Mercurial 4.1 release
1. Features
- A new extensible "compression engines" API has been implemented. Support for a new compression format can now be implemented in extensions.
- New compression formats are fully supported in bundles and the wire protocol. There is experimental support for different compression in revlogs.
- zstd - a new and exciting compression engine - is now distributed with Mercurial and built by default
- HTTP payloads for many commands will now use zstd by default (as opposed to zlib) when both client and server support it. This can reduce server-side CPU usage to ~60% of original for operations like serving bundles.
zstd compressed bundles can be produced by specifying the zstd bundle type. e.g. hg bundle -a -t zstd-v2 zstd-bundle.hg.
A new statistical profiler has been added and made the default profiler for --profile.

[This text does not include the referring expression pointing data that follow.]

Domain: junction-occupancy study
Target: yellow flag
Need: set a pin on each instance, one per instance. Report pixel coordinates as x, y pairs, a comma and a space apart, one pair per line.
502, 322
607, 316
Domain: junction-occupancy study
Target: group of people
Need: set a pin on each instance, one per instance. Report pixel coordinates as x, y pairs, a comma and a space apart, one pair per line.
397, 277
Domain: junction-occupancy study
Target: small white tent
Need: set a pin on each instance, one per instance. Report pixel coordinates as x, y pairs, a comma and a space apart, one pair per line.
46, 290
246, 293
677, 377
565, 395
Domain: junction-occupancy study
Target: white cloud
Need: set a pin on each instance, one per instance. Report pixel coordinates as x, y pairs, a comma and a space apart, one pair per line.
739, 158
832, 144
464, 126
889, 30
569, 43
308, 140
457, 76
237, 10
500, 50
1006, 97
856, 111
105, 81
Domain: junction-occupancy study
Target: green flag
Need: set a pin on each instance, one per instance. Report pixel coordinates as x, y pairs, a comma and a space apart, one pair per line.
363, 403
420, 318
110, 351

This profiler gives more accurate results than Python's built-in cProfile (the previous default) because the profiler overhead is much smaller. The output from --profile now displays the code hot path by default. This allows Mercurial developers to more accurately identify performance problems.
New followlines(file, from:to, startrev=.) revset predicate to track a part of changes.

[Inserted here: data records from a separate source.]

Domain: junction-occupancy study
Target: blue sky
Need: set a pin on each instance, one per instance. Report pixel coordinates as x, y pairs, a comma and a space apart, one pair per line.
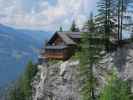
46, 15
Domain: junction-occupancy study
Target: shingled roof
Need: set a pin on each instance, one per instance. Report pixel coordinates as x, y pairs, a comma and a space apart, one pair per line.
68, 37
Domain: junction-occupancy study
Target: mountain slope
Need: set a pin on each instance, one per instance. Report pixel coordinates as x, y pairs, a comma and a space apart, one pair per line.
16, 48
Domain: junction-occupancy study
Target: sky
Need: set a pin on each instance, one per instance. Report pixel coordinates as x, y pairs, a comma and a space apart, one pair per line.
46, 15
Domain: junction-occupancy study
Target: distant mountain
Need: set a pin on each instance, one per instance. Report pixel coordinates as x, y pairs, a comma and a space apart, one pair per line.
17, 47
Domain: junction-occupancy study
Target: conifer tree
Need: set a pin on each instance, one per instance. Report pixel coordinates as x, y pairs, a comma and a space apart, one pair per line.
105, 20
90, 55
90, 24
61, 29
73, 27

- Experimental support for additional git-diff features.
Troubled changes (from ChangesetEvolution) are noted more prominently in a few places.

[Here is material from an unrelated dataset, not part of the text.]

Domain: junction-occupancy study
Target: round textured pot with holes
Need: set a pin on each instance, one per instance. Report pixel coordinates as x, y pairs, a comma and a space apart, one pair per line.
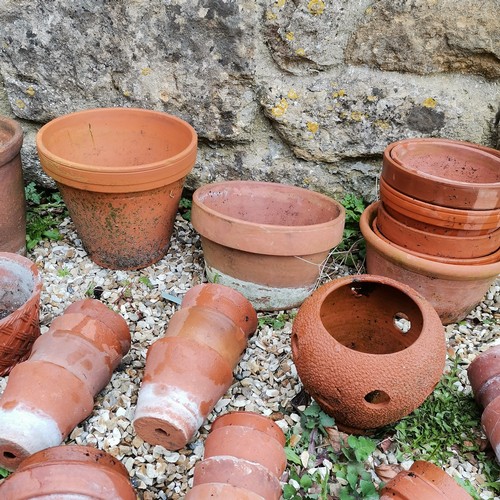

An experimental hg debugupgraderepo command allows in-place upgrading of repositories to the latest storage format.
2. Improvements
- Performance of reading individual revlog entries has been greatly improved. This will be noticeable when performing changelog scans on large repositories (such as when executing certain revsets).
- The low-level content diffing algorithm is now ~2x faster. Operations that write data to the repository (like commit) can be noticeably faster as a result.